I know that it can be done with non-python plugins, and it seems like it might be better to do superset that way too if it makes it easier to get started
c
At what point is it better to use the docker image instead of installing "locally"
That's WHOLE different topic. The Superset team's release strategy for their official docker images is currently 180 degrees opposite of the PyPI releases .....
The superset official docker image currently always pulls a nightly build from master if you keep the default
latest
tag.
<- (Not a docker guy) I don't know how easy it would be to use a different tag
j
ok reading that thread. perhaps using pypl is not so bad after all
c
Well, I personally run a private fork of Superset that lags master by no more than a month. And I build my own wheels that get installed into a virtualenv completely outside the purview of meltano.
So, I take the best of both worlds: latest features + ease of deployment (barring the constraints file issue)

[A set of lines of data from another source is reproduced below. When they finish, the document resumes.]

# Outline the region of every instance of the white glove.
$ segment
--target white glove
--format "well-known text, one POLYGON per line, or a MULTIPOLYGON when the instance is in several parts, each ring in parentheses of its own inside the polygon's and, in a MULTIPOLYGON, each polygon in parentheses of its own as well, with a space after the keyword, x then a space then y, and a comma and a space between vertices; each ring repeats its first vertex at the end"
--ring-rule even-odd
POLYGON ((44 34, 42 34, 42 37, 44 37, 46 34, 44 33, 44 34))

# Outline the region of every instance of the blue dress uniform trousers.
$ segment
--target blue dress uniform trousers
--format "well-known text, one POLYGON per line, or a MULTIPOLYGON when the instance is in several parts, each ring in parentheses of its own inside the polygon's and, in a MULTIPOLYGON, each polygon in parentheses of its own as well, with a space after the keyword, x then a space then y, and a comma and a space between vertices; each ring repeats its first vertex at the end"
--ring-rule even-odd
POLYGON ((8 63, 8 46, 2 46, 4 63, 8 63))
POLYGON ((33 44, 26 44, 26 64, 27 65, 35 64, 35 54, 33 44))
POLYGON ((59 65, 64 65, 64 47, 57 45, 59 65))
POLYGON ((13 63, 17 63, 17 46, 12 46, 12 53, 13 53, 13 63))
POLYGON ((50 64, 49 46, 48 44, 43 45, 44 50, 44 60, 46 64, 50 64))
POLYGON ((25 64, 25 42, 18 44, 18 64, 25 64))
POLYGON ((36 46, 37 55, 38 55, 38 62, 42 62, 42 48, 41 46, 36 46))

That of course only works for me because I am following the development of Superset as close as you can possibly do
I think for the general Meltano userbase, the PyPI releases might sill be the best option for now, with the caveats outlined by me above in response to AJ. (Not compatible with 3.10 or 3.11 and transitive dependencies will keep breaking your installs as those come out with new versions)
j
yeah, i think recommending to pin with a list of dependencies its probably the way to go.